The NASB translates that same command as “stop striving”. “Stop striving and know that I am God.” Oh. “Stop striving”. Actually, for me, that makes more sense. It’s like being told to shut up. Stop talking. Oh. My mouth can do that. Stop talking. I remember a number of school teachers telling me this. “Karen. Turn around and stop your talking. I’m talking now. Pay attention.” This gives me a mental picture.
“Be still” means to stop listening to myself and my friends. Listen to my teacher. “Stop striving and know that I am God” is like God saying to me, “Karen, stop talking and listen to me. I’m your teacher. I’m in control and you are not.”
That helps me. Another time we can consider the audacious command to “know that I am God.” That’s a WOW one. Anyway, it takes Spirit control (“I gratefully surrender”) to stop my heart from talking so I can be still and really hear God.
This is not a bad set-up, I suppose, for the sermon Dr.
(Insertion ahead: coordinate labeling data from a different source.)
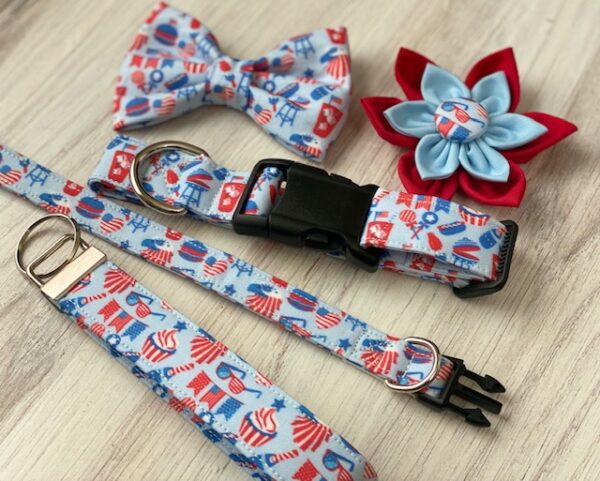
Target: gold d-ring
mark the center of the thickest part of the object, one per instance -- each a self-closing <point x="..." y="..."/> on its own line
<point x="427" y="379"/>
<point x="75" y="236"/>
<point x="138" y="185"/>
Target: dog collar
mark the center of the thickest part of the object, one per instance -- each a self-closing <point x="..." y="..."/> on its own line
<point x="259" y="426"/>
<point x="301" y="205"/>
<point x="405" y="365"/>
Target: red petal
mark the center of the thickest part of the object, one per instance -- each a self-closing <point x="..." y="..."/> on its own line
<point x="374" y="107"/>
<point x="409" y="70"/>
<point x="407" y="170"/>
<point x="558" y="129"/>
<point x="502" y="60"/>
<point x="509" y="193"/>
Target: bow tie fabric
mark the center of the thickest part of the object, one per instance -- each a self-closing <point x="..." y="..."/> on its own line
<point x="299" y="93"/>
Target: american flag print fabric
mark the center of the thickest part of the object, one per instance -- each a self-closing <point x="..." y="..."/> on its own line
<point x="299" y="93"/>
<point x="291" y="308"/>
<point x="418" y="235"/>
<point x="260" y="427"/>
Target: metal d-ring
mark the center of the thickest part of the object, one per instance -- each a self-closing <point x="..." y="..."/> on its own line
<point x="136" y="180"/>
<point x="75" y="236"/>
<point x="437" y="361"/>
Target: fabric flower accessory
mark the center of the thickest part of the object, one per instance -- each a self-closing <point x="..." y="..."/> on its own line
<point x="463" y="134"/>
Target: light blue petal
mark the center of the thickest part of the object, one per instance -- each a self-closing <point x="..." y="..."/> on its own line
<point x="509" y="131"/>
<point x="493" y="93"/>
<point x="438" y="85"/>
<point x="414" y="118"/>
<point x="483" y="162"/>
<point x="435" y="157"/>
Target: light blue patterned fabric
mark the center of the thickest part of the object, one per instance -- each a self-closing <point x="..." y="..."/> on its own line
<point x="464" y="127"/>
<point x="210" y="192"/>
<point x="299" y="93"/>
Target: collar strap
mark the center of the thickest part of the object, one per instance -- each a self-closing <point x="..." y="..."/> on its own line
<point x="374" y="228"/>
<point x="392" y="359"/>
<point x="260" y="427"/>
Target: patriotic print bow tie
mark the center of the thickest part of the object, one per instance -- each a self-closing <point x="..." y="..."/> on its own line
<point x="299" y="93"/>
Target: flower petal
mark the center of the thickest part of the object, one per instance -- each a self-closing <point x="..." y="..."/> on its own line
<point x="407" y="171"/>
<point x="509" y="131"/>
<point x="503" y="60"/>
<point x="493" y="93"/>
<point x="414" y="118"/>
<point x="374" y="108"/>
<point x="435" y="157"/>
<point x="438" y="85"/>
<point x="558" y="129"/>
<point x="409" y="70"/>
<point x="483" y="162"/>
<point x="508" y="194"/>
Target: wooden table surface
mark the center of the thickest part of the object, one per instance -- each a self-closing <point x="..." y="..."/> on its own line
<point x="68" y="411"/>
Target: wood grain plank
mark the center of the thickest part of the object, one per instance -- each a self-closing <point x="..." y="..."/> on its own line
<point x="69" y="412"/>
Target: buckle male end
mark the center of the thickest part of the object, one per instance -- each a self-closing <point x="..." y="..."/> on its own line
<point x="485" y="288"/>
<point x="454" y="387"/>
<point x="318" y="210"/>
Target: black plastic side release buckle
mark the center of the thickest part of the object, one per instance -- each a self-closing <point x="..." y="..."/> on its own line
<point x="484" y="288"/>
<point x="454" y="388"/>
<point x="319" y="210"/>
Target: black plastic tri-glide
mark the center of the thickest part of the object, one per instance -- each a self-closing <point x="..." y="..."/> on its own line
<point x="317" y="209"/>
<point x="484" y="288"/>
<point x="454" y="387"/>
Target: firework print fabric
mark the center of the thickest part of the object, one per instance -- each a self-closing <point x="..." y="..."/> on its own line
<point x="299" y="93"/>
<point x="269" y="434"/>
<point x="293" y="309"/>
<point x="419" y="235"/>
<point x="463" y="135"/>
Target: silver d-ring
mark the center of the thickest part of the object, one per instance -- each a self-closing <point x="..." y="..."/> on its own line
<point x="135" y="175"/>
<point x="76" y="235"/>
<point x="437" y="361"/>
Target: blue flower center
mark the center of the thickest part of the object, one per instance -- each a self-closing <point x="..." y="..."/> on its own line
<point x="461" y="120"/>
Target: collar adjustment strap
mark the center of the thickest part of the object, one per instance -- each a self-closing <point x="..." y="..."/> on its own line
<point x="454" y="387"/>
<point x="485" y="288"/>
<point x="316" y="209"/>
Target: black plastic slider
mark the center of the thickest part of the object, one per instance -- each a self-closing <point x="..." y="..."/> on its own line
<point x="318" y="210"/>
<point x="484" y="288"/>
<point x="454" y="387"/>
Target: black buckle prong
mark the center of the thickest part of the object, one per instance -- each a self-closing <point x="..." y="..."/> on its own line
<point x="454" y="387"/>
<point x="484" y="288"/>
<point x="317" y="209"/>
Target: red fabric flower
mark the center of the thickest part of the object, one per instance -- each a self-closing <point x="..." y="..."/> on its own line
<point x="409" y="69"/>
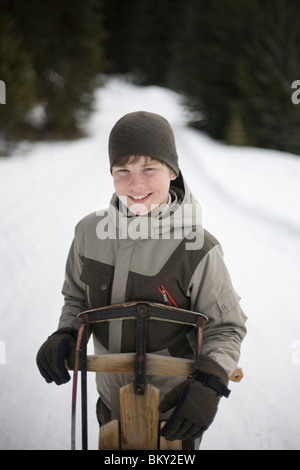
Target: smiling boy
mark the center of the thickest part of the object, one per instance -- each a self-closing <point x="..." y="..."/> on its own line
<point x="160" y="266"/>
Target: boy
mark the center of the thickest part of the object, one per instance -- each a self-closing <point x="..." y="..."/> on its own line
<point x="150" y="245"/>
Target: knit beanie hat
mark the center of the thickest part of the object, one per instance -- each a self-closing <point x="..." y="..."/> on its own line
<point x="143" y="134"/>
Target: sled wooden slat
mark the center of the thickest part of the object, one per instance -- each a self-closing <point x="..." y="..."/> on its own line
<point x="156" y="365"/>
<point x="109" y="436"/>
<point x="139" y="418"/>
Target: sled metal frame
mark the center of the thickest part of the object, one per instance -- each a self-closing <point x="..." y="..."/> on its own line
<point x="136" y="363"/>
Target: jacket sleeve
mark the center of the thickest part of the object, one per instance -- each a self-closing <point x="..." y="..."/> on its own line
<point x="73" y="289"/>
<point x="212" y="294"/>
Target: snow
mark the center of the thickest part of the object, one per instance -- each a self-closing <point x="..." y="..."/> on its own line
<point x="250" y="203"/>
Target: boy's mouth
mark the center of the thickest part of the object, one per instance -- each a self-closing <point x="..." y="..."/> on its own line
<point x="140" y="198"/>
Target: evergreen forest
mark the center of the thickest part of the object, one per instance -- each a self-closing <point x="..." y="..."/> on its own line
<point x="235" y="62"/>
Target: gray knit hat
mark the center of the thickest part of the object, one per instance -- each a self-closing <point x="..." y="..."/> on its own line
<point x="143" y="134"/>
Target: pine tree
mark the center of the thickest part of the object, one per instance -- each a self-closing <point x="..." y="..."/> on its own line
<point x="16" y="71"/>
<point x="270" y="64"/>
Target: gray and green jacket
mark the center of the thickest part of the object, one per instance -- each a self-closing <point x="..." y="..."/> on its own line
<point x="115" y="258"/>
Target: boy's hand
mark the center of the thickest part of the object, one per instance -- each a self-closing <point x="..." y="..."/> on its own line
<point x="196" y="403"/>
<point x="51" y="357"/>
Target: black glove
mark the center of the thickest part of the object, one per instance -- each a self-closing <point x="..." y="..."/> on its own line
<point x="51" y="357"/>
<point x="196" y="401"/>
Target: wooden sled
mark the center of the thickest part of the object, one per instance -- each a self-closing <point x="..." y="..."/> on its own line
<point x="139" y="426"/>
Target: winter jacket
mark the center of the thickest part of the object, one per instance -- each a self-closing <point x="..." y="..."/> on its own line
<point x="115" y="258"/>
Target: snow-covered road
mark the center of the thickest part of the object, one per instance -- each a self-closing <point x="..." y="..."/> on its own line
<point x="250" y="201"/>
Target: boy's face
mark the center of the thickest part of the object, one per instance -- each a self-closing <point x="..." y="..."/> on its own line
<point x="142" y="184"/>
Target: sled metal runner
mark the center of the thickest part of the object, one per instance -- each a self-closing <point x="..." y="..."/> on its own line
<point x="139" y="363"/>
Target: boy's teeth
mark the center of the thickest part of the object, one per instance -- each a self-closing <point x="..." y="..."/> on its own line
<point x="139" y="197"/>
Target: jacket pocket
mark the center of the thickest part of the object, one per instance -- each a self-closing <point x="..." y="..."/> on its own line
<point x="98" y="290"/>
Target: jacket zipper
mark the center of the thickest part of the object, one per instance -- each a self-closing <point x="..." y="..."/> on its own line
<point x="167" y="297"/>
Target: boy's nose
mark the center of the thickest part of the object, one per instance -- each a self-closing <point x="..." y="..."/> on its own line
<point x="136" y="182"/>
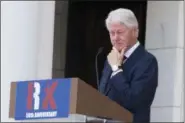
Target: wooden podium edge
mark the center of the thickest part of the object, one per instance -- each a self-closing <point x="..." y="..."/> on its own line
<point x="86" y="104"/>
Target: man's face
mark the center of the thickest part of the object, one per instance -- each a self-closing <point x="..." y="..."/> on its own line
<point x="121" y="36"/>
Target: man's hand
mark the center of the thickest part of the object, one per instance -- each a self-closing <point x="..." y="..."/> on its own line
<point x="115" y="58"/>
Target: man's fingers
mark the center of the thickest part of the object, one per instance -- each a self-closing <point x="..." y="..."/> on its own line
<point x="123" y="51"/>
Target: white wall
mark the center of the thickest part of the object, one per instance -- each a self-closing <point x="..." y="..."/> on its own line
<point x="26" y="44"/>
<point x="165" y="39"/>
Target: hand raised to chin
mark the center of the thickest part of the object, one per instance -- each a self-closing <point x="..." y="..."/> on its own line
<point x="115" y="58"/>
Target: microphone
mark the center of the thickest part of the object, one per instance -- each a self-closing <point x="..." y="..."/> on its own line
<point x="96" y="65"/>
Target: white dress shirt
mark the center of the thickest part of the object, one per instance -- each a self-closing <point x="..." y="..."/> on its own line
<point x="127" y="54"/>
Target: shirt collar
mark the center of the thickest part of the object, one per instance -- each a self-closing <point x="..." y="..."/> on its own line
<point x="132" y="49"/>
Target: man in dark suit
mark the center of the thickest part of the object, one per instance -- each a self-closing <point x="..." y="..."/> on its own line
<point x="130" y="74"/>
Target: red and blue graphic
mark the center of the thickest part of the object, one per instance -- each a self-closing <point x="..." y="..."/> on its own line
<point x="42" y="99"/>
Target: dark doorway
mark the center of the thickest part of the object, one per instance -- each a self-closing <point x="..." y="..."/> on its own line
<point x="87" y="32"/>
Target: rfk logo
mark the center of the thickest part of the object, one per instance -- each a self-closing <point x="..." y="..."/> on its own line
<point x="33" y="97"/>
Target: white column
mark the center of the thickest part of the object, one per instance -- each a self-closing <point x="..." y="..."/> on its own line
<point x="23" y="27"/>
<point x="165" y="39"/>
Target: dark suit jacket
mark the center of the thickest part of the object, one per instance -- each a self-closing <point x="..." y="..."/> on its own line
<point x="135" y="87"/>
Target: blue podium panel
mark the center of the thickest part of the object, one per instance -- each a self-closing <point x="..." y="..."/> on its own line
<point x="42" y="99"/>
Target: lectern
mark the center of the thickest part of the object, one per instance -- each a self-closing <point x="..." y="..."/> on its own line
<point x="59" y="99"/>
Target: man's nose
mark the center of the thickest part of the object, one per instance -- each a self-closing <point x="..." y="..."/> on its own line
<point x="115" y="36"/>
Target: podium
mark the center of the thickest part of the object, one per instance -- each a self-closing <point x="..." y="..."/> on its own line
<point x="57" y="99"/>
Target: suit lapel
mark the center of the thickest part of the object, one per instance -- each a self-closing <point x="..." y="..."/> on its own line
<point x="127" y="66"/>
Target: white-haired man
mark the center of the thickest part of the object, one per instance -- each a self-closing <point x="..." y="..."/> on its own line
<point x="130" y="74"/>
Stanley gave that touched my heart. (Remember that the Bible includes the mind, emotion, attitudes, desires, and will as all components of the spirit-soul-heart which is the eternal self, the real you.) So, the sermon is called “Waiting on God’s Timing”. Waiting on God’s timing is really waiting on God. That’s what you do when you’re “still”, not striving. When you shut up.
So, here’s a link to that sermon:
I will post shortly (in about a week, I hope) the article I wrote that was supposed to be this post. My night before Resurrection Day and my Resurrection Day morning changed my plans for this post. I wanted to encourage you with the encouragement I received. Pass this on to anyone you know who may need this too.
You know that my New Year’s Resolution was to “keep on keeping on”. That is, I resolved to not give up or give in. My nightmare night tested my resolve. Dr. Stanley reinforced my resolve with insight into waiting on God, which is what is required in the journey of “keeping on keeping on”.
This Resurrection Day Resolve is not the typical message for the Easter season. But then, it sure could be. Christ’s resurrection is all about about eternal life in Christ. Life in Christ is about keeping on keeping on, about being still in order to know God. Yes. Resolved: be still – stop striving, shut up — and listen. Wait on God. After all, He is here. What comfort.
Thanks Karen, this was wonderful. Praying God’s best for you.